CRASHES AND CHEMICAL SPILLS IN COMMUTER CORRIDORS AT SCHOOL RELEASE HOURS
The Dominion Post reports today that at 3:26 pm yesterday, when Monongalia County schools were letting out, a wreck forced the closure of the Mileground Road.
A few minutes earlier a truck overturned on I-79 spilling a chemical. That and other kinds of trucks carrying hazardous materials could likely be using the Mileground Road frequently when it is expanded to 4 lanes in a few years, if the trucks aren’t already. And more big trucks will be using the Eastwood 705/119 Mileground intersection if the two new truck and commuter routes are added to that vortex as currently prioritized by the Greater Morgantown MPO: the Falling Run Corridor and the Inner Loop Connector. Then there is the impending opening of the nearby industrial park by the airport. There is also the impending opening of the Mon-Fayette expressway, which originates (or ends) near the area.

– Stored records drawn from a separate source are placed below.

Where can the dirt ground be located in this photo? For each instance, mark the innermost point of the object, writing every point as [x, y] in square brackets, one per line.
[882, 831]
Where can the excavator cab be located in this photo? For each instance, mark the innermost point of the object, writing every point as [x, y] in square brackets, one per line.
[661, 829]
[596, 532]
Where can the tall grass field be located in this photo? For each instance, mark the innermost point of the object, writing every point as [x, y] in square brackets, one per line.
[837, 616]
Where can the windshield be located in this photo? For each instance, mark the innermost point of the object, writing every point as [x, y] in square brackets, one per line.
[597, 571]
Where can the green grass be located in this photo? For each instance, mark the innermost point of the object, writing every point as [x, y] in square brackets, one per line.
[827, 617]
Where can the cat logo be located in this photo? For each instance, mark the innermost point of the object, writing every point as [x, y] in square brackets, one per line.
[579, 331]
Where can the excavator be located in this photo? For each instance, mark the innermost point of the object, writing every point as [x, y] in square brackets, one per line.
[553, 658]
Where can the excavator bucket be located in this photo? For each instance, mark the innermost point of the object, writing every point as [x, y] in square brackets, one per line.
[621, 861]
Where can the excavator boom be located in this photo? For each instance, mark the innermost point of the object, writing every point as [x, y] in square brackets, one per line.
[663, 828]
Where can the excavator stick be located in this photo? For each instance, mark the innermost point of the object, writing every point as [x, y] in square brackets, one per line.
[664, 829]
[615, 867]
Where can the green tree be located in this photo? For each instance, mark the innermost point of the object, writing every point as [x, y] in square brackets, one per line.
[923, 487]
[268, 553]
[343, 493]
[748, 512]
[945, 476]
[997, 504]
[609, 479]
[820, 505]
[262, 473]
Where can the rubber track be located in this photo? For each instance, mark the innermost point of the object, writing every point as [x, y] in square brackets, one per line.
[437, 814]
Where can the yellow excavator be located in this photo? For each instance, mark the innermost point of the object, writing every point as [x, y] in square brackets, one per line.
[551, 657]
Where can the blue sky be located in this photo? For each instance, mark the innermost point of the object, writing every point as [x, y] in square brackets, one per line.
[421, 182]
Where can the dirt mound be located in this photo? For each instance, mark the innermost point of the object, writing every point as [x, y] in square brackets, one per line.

And Scheetz has schematically designed a gas station to go in at the armory, right next to the would-be Eastwood school building. Sheetz has even asked Mon Schools to allow its gas station customers to share the school drive. Gas stations are toxic and dangerous every hour of every day of every week. This would be the fourth gas station on the Mileground within a few hundred meters of the Eastwood site. And WVU intends to build a hydrogen bus fueling station a few hundred meters from the school site as well, on the Morgantown end of the Mileground.

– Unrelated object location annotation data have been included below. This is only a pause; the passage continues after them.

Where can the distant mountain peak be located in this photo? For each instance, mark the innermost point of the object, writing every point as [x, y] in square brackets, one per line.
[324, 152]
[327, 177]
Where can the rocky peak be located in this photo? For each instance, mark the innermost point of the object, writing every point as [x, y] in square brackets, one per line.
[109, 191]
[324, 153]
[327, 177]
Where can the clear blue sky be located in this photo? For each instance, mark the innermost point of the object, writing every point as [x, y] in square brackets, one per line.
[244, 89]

You see, that is what happens in major commuter corridors and especially in unstable commercial and industrial areas: major commercial and industrial development, major traffic accidents, chemical spills, and other threatening growth and “incidents.”
And that is why mandates forbid the building of new schools in West Virginia near such hazards. Because it’s not safe. It is especially not safe for hundreds of children 3 to 11 years old massed together at one intersection at the nexus of all these hazards: the Eastwood Mileground site.
Somehow Superintendent Frank Devono and the five members of the Mon Schools board don’t understand that: President Barbara Parsons, Vice President Joe Statler, Mike Kelly, Clarence Harvey, and Nancy Walker. They don’t get the dangers. They don’t respect the mandates. And they thereby are failing to care for the children. They think the Eastwood Mileground site is the best school site available. Here they are:
Is it not long since time that they all volunteered to work HazMat patrol on the Mileground around Eastwood Elementary? Or maybe the school uniform for the students could be a HazMat suit. Hundreds of bright yellow little HazMat suits. HazMat Elementary.